Each section in Category I is divided into subsections and subheadings according to body part, service, or diagnosis. Guidelines are given at the beginning of each section, and special notes and directions are given at the beginning of many subsections and subheadings to clarify how to report the information in that section, subsection, and/or subheading.


Categories II and II are still small and only have one section each. However, guidelines are given at the beginning of the sections, and special notes and directions are given at the beginning of some subsections and/or subheadings to clarify how to report the information in that section, subsection, and/or subheading.


The code narrative in the CPT codebook is not always intended to be a complete description of the service or procedure. To save space, an indented entry includes the common portion of a preceding entry. The common portion is the part of a description before the semicolon (;).




Add-on codes identify items that are not included in the description for a particular procedure code but that expand the scope of the service for the code. Add-on codes are never used alone, and they are not to be used with modifier -51 (multiple procedures). They are used in addition to the primary procedure code to accurately report an expanded service. The phrase in the parentheses following the add-on code tells exactly what codes the add-on code should be used with, and it may not be used with any other codes.




Appendixes A through I and the alphabetical index follow Categories I, II, and III in the Level I CPT codebook.
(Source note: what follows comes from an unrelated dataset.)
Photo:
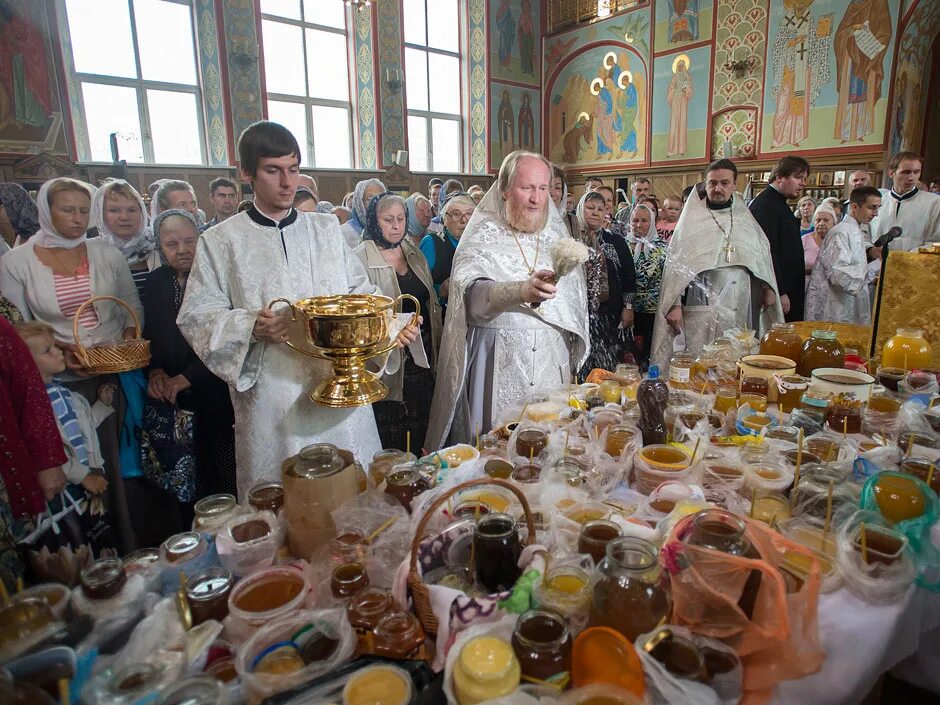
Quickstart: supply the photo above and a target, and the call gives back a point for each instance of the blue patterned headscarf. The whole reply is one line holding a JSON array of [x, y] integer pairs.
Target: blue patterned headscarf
[[372, 230]]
Appendix A contains a complete list of Level I CPT modifiers and selected Level II modifiers (anatomic). Modifiers are used with procedure codes to report that a service or procedure has been altered by a specific circumstance. The Level I and Level II (and formerly Level III) code sets each have modifiers that may be used with code numbers in both levels. Multiple modifiers may be reported when applicable. Some modifiers have restrictions, and some apply only to specific settings. Modifiers are discussed in more detail later in this chapter.


Appendix B contains a summary of codes that have changed since the previous edition. Appendix C gives clinical examples of conditions that might warrant specific levels of E/M services when documentation requirements are also met for the code.
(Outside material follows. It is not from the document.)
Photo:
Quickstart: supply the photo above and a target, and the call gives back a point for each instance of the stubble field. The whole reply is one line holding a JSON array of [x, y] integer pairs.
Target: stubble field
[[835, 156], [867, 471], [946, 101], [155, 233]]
Appendix D is a list of valid add-on codes.


Appendix E is a list of codes exempt from modifier -51 (multiple procedures).


Appendix F is a summary of CPT codes that are exempt from modifier -63.
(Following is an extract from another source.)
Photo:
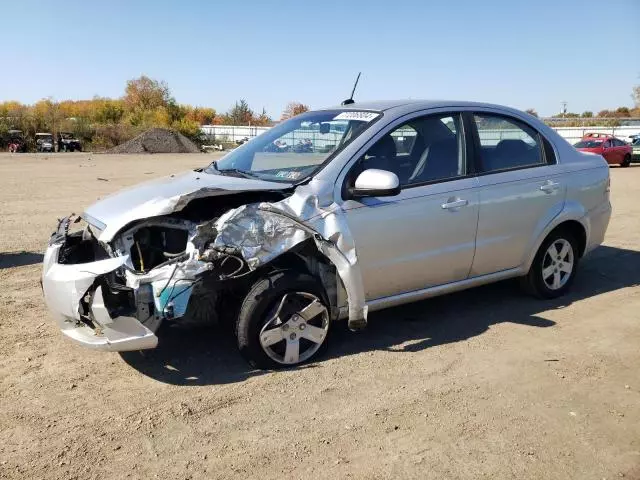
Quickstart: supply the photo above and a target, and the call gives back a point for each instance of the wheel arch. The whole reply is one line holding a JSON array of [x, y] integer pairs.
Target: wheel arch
[[572, 217], [307, 258]]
Appendix G is a summary of CPT codes that include conscious sedation as part of the bundle.


Appendix H is an alphabetical index of performance measures (Category II codes) by clinical condition or topic.


The alphabetical index in the CPT codebook is organized using four primary types of main terms:





A main term in the alphabetic index is bolded. It can be listed alone or it can be followed by up to three levels of modifying terms, with the second and third levels of modifying terms indented to show that they only apply to the preceding modifying term.




Either a single code or a code range shows where to find the entry in the main body of the CPT codebook. When there are only two codes or the code range is nonsequential, multiple codes will be separated by a comma rather than a hyphen.




Do not code from the alphabetical index alone. Even when only one code is listed, look it up in the main body to be sure the description for the code accurately matches the service performed as it is documented in the medical record.


When the CPT description includes items not performed and a better code is not available, a modifier is required to accurately report that the entire service, as described in CPT, was not performed. Modifier -52 is appended to the CPT code to report a “reduced” service.


When additional items are performed and documented, additional codes and/or modifiers are sometimes, but not always, required to accurately report the service. Modifier -51, multiple services, is often added to additional codes, but sometimes modifier -59 is a better choice, and sometimes codes are exempt from using -51. Read modifier requirements in Appendix A carefully and codebook directions for each specific code carefully. When in doubt, call the payor and politely ask if the codes may be billed together for the same date of service. Remember to document the call: time, date, whom you spoke with, and the directions you were given.


Specific code numbers are assigned in each section of the main body for “unlisted” services or procedures related to that section. Unlisted procedure codes are only used when CPT does not contain an appropriate entry. Most often, they are used for new, emerging technology and for seldom-used procedures that do not get enough use to warrant a code. A special report is always required when an unlisted code is used.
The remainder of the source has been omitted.